To see the difference between accessing the code as a string and accessing the objects, try a comparison. First, rewrite your function to access the document’s HTML object and report the result:
function runCommand() { 
myDOM = dw.getDocumentDOM(); 
myHTML = myDOM.documentElement; 
window.alert(myHTML); 
} 



Try this command out, and you get an alert window that looks like the one shown earlier in Figure 4.6.

2.
Now revise the function to access the HTML object’s code as a string (new code is in bold):
function runCommand() { 
var myDOM = dw.getDocumentDOM(); 
var myHTML = myDOM.documentElement; 
var myHTMLstring = myHTML.outerHTML;
									window.alert(myHTMLstring); 
} 



Try this command out and you’ll get an alert window that looks like the one shown in Figure 4.9. You just accessed the document as one big fat text string!

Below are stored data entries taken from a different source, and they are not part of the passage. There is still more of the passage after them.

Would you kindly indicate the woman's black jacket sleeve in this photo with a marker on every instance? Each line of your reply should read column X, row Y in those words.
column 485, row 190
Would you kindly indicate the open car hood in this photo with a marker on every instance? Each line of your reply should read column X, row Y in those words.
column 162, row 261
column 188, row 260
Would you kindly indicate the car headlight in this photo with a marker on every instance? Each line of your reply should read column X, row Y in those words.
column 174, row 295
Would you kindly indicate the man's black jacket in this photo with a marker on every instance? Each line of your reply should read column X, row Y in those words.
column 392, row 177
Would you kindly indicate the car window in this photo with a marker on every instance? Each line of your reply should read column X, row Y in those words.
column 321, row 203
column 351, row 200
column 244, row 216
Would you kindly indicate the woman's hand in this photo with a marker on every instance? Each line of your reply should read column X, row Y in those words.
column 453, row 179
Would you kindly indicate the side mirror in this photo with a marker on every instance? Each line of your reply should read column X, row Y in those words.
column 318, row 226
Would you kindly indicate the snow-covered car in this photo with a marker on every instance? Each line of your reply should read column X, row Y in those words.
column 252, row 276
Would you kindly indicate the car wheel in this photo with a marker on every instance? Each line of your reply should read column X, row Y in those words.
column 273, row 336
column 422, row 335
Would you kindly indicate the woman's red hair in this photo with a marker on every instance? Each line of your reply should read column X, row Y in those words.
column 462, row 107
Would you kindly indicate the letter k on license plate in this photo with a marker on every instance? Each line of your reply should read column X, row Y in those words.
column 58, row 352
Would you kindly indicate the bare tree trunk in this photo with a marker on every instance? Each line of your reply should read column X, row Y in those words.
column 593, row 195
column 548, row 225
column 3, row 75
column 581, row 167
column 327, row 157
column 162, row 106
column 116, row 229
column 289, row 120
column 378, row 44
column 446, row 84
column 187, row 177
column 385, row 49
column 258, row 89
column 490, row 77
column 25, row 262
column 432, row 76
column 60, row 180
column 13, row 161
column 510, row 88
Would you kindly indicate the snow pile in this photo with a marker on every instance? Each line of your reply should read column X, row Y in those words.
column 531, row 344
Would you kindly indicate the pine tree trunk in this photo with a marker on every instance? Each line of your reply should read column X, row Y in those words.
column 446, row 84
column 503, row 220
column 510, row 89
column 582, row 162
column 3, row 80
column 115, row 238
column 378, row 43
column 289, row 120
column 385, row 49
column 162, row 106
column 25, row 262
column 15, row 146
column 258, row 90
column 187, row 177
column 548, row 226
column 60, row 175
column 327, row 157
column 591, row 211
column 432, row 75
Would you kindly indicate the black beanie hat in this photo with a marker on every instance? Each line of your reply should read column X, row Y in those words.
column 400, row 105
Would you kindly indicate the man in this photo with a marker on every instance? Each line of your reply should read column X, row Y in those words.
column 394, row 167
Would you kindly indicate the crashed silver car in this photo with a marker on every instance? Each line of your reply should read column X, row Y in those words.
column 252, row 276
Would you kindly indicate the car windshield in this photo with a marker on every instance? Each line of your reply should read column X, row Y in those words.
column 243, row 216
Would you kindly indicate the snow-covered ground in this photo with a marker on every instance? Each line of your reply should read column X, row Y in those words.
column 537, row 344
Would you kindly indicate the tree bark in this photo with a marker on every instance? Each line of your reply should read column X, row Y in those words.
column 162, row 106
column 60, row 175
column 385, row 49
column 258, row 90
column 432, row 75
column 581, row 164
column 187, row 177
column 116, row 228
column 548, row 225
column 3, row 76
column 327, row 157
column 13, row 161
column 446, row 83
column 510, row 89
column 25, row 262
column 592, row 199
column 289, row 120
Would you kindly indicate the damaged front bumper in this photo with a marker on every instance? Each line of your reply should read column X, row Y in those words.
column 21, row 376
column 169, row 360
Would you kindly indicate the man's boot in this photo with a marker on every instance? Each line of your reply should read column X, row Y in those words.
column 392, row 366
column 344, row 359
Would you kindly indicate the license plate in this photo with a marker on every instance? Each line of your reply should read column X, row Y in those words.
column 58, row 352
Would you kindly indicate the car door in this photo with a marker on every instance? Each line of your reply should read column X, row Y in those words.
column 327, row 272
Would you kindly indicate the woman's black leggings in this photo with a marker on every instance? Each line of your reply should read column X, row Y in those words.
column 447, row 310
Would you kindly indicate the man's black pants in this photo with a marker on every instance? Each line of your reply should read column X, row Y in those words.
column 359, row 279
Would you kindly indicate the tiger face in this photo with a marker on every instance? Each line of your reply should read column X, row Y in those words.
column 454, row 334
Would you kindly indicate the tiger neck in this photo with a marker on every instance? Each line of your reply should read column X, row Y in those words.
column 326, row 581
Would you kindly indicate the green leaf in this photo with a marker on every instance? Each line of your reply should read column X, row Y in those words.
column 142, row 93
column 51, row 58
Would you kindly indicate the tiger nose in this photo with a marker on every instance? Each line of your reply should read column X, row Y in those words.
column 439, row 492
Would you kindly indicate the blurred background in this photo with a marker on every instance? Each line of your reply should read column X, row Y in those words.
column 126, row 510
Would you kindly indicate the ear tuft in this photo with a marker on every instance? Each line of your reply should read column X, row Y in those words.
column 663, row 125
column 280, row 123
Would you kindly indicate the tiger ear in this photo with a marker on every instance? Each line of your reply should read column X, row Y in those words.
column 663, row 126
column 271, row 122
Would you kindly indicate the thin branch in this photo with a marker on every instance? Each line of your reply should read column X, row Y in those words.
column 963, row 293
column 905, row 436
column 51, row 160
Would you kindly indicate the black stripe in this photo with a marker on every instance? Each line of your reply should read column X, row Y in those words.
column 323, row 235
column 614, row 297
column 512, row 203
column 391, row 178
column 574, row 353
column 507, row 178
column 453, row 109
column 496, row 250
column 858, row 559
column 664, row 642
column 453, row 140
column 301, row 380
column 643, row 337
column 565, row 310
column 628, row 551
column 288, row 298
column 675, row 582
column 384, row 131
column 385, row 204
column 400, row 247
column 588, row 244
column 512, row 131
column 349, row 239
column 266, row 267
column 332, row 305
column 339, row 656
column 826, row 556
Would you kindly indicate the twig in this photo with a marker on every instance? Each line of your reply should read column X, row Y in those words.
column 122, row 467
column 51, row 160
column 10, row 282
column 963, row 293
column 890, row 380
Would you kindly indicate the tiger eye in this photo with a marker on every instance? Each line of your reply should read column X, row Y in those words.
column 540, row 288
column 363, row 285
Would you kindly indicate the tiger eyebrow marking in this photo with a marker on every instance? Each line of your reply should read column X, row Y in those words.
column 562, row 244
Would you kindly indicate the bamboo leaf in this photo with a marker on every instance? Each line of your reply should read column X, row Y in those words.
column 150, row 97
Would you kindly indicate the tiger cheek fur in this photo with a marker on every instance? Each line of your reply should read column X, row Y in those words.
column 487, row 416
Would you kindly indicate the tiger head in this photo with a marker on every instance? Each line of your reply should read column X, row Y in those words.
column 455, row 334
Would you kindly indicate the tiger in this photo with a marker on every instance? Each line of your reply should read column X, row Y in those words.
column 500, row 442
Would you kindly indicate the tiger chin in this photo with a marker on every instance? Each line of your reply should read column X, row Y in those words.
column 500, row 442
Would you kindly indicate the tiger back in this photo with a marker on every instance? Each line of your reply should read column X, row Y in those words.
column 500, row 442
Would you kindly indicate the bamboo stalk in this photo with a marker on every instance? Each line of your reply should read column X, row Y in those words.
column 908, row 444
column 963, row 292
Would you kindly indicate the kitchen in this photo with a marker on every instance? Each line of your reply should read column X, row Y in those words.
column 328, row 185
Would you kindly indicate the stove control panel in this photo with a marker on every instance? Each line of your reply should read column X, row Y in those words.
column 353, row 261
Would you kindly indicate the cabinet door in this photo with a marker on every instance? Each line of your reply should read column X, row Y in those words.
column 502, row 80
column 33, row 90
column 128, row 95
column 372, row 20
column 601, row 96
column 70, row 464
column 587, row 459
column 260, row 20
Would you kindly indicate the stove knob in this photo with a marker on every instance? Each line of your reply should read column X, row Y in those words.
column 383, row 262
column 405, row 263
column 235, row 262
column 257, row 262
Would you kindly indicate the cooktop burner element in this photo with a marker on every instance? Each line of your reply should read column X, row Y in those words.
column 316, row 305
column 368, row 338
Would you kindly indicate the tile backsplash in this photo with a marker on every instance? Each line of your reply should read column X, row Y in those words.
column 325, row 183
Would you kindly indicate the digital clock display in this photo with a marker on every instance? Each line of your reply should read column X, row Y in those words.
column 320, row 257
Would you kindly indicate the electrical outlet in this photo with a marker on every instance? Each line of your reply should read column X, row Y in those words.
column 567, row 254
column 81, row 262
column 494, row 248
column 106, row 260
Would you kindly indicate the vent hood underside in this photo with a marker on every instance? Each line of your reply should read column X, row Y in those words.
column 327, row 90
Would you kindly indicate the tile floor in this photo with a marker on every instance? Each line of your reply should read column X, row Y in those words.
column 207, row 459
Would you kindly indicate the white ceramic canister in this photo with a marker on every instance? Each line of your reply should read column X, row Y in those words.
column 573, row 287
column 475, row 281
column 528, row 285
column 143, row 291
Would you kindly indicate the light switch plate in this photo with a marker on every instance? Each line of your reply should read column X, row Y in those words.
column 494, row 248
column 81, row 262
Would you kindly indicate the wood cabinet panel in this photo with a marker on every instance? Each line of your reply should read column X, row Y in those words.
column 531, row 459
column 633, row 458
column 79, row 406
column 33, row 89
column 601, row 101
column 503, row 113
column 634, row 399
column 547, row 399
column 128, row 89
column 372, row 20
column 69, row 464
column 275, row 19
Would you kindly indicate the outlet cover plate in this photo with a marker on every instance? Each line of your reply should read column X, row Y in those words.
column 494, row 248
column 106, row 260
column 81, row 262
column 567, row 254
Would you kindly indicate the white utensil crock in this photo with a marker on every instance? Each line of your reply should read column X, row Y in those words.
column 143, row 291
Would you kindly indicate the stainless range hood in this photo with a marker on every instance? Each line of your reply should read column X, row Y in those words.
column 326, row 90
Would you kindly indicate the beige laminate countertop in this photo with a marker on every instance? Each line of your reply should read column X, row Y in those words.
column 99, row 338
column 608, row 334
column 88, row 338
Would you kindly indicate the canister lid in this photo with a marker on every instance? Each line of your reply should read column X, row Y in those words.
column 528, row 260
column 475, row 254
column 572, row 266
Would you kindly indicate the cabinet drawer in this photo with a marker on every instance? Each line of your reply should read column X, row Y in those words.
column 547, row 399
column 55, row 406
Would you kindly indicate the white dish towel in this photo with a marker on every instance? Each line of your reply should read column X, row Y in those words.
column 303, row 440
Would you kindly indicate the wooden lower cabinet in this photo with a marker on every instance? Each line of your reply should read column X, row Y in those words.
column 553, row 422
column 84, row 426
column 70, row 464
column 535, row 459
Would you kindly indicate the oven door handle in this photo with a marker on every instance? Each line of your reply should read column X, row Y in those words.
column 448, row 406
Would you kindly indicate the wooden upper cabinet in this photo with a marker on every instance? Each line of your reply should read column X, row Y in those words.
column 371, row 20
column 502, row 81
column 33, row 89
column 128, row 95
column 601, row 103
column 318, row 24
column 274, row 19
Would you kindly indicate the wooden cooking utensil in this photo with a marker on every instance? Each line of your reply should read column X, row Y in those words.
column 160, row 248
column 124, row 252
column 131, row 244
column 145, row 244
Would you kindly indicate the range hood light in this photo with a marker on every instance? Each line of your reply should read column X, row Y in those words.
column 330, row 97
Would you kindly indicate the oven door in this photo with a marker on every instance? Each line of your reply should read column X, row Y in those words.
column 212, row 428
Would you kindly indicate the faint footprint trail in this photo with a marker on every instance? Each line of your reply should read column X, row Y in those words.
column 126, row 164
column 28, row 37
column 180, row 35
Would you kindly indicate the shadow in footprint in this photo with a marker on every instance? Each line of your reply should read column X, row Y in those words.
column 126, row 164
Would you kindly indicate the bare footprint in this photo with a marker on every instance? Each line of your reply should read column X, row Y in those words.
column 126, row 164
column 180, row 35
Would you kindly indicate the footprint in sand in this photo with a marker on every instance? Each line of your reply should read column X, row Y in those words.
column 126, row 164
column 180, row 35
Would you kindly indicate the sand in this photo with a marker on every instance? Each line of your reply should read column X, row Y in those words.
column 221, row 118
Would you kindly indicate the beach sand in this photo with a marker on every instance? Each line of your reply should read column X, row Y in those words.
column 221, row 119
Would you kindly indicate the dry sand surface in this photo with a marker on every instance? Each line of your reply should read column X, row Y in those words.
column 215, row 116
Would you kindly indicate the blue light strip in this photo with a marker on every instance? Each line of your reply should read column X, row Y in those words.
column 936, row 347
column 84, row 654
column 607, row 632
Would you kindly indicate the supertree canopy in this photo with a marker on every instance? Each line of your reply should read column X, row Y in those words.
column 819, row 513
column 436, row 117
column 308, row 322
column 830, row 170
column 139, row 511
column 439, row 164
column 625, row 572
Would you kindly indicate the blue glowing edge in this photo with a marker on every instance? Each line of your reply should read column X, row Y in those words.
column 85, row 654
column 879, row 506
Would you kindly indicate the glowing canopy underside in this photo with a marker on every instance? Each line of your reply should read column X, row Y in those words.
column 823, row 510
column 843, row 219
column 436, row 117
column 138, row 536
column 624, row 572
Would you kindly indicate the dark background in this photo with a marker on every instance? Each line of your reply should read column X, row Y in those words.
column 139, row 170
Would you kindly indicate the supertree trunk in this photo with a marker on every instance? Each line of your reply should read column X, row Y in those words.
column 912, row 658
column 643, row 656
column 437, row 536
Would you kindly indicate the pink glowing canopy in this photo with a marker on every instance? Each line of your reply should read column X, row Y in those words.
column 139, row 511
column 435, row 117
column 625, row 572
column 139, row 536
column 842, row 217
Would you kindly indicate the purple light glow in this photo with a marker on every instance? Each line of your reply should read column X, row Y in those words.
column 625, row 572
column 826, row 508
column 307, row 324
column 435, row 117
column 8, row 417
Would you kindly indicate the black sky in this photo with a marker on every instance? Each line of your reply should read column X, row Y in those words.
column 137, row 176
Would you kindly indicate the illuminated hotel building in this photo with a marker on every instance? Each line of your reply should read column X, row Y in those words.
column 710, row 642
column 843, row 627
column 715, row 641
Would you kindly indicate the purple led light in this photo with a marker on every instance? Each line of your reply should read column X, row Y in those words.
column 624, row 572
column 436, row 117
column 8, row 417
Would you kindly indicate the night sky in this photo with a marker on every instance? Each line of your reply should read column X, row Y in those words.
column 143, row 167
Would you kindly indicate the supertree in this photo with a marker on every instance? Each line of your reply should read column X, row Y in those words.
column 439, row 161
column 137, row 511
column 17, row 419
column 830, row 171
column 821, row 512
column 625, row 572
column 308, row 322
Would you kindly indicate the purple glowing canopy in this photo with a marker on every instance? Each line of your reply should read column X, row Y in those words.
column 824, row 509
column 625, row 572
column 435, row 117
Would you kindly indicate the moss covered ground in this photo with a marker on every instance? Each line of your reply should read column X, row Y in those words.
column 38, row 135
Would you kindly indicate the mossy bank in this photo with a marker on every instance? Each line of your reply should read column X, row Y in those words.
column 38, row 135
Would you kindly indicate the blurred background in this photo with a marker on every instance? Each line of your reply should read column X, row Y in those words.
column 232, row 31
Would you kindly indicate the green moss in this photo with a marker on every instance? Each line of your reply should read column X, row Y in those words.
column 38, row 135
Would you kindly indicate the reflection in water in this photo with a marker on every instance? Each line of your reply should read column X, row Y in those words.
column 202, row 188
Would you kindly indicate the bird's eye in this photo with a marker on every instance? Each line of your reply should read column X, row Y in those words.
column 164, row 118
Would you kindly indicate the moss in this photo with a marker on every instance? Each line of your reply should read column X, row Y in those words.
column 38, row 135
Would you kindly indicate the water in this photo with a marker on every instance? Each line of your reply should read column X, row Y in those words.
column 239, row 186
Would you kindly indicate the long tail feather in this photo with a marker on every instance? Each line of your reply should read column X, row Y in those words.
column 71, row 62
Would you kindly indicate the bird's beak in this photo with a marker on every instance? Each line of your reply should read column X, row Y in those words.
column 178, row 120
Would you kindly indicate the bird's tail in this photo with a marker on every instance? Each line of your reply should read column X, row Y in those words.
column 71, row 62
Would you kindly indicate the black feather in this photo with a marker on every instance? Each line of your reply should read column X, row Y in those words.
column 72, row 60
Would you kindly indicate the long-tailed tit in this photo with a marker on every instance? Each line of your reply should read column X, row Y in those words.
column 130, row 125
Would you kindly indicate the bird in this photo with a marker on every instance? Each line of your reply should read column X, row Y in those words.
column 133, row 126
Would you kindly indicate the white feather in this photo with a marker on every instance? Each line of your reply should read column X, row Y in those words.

Figure 4.9. Alert window showing that a command has accessed the outerHTML string of the HTML element.


3.
To see the difference between innerHTML and outerHTML, revise your function like this (new code is in bold):
function runCommand() { 
var myDOM = dw.getDocumentDOM(); 
var myHTML = myDOM.documentElement; 
var myHTMLstring = myHTML.outerHTML; 
window.alert(myHTMLstring); 
} 



Try this out. Can you see how the results in the alert window are slightly different? The <html> tags are missing from the returned code string.

4.
By combining regular object-based access and string access methods, you can easily investigate and alter specific portions of a document’s code. Try rewriting your function like this:
function runCommand() { 
var myDOM = dw.getDocumentDOM(); 
var allCells = myDOM.getElementsByTagName('TD'); 
var temp1 = allCells.item(0).innerHTML; 
var temp2 = allCells.item(1).innerHTML; 
allCells.item(0).innerHTML = temp2; 
allCells.item(1).innerHTML = temp1; 
} 



Can you tell, even without trying it out, what this revised function will do? If not, run the command on your practice document and see.

Had enough practice? If you have the time and the inclination, practice some more. Set yourself various tasks that require selecting things, moving around the document, and getting access to different objects. The more comfortable you are working with the DOM, and the more familiar you are with the API functions that call on the DOM, the easier it is to create more complex extensions, like those in the upcoming chapters.